Asia is a key part in the company’s success, Demir added, declaring that the airline is “very happy” with its performance ex-Asia.

 

Volumes from Asia increased more than 10% this year thanks to the performance of countries such as China and India, he said, although the figure is helped by the emergence of another exporter of note.

 

“Vietnam has been the rising star among our stations where we will surely focus further in the future. Currently, we believe our capacity is enough in markets like China, Japan and Korea. China is still our biggest market and so far we [have not felt] any slowdown thanks to our wide network.”

 

Linked to this is a caution about capacity, which seems to be at variance with the carrier’s pace of expansion, which is best described as being almost breakneck.
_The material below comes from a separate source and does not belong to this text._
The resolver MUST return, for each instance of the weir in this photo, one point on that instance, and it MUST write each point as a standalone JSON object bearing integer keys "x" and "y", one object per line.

The airline expects to see double-digit growth for the next eight years.

 

One motor is the growth of the Turkish economy, while the other is the country’s location, which is not so much a fulcrum between Europe and Asia, but between those two and Africa. Just three flight hours from Istanbul are 50 countries and, not surprisingly, the carrier plans to take a further 200 planes as it expands not just east-west but starts to mark out its share of the southern hemisphere.

 

Whatever the airline is doing, it is doing this cautiously. “We are very careful when it comes to capacity increase; we do select the markets in a very attentive way,” said Demir.

 

What’s at hand is a huge opportunity to tap cargo markets where choosing the markets and managing them is a difficult task. Turkish has squared its way round by having dedicated teams of professionals in every stage, including research and development, planning, operations, control, etc.

 

“Not only do we take the advantage of niche markets, but with our expanded network, we continue to support the developments of the less-rich markets, which is a win-win situation both for the regions and Turkish Cargo. Of course, it is not easy to deal with the less-rich markets, [but] this is the nature of the business and we have to learn to overcome difficulties,” Demir said.

 

One of the other ways Turkish deals with this is regional management teams, including regional directors, who are responsible for their countries. At Turkish Cargo, the world is divided into more than east and west but into six regional management areas. The Americas are based in New York, Africa in Nairobi, the Middle East in Dubai, Asia-Pacific in Hong Kong, Eastern Europe and Russia in Vienna and middle and southern Europe in Frankfurt.

 

“They report to us periodically and, based on this, we manage the regions,” said Demir.